È il caso del riso Venere, integrale, profumato e bellissimo, come la zia Bigina. Questo riso dall’aspetto esotico e dal nome classicheggiante, è in realtà un riso inventato e coltivato in Italia in anni recenti, da una varietà sperimentale fornita dall’International Rice Research Institute, ONG per la ricerca sul riso con sede nelle Filippine. Il lavoro di selezione è stato curato da Wang Xue Ren, un ibridatore cinese che vive e lavora nel vercellese per la Sardo Piemontese Sementi, la cooperativa di risicoltori che segue ancora la filiera del Venere. Niente a che fare con i temuti OGM, ma un paziente e capace lavoro di incroci e selezione genetica ha permesso di ottenere questa varietà, nuova e profumata, che si esalta in combinazione con il pesce. Un made in Italy dalle origini orientali che si sta diffondendo, tanto che la stessa cooperativa ha intrapreso anche la produzione di nuove varietà dalle caratteristiche estetiche e nutrizionali di tutto rispetto.

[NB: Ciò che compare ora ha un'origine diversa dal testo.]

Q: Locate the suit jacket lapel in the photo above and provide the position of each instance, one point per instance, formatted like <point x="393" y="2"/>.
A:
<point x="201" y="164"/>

L’aspetto così accattivante dei chicchi di Venere, distoglie dal fatto che si tratta di un riso integrale: non aspettatevi di farci un risotto in 20 minuti. Le cose buone e sane hanno spesso bisogno di tempo e per un bel risotto agli scampi occorrono 45 comodi minuti di cottura. Il tegumento, la buccia nera che racchiude la cariosside candida, oltre ai minerali tipici dei risi integrali, contiene antociani, i pigmenti dalle proprietà antiossidanti usati in medicina per prevenire le malattie cardiovascolari.
Il nero del riso, la dea Venere della bellezza, il cuore innamorato dello zio Pinotto, questo piatto di riso Venere agli scampi che mi sto per mangiare mi ricorda tanto la mia zia Bigina, piccola e bellissima lodigiana, che con le sue mani ha contribuito a creare la grandezza del distretto risicolo vercellese.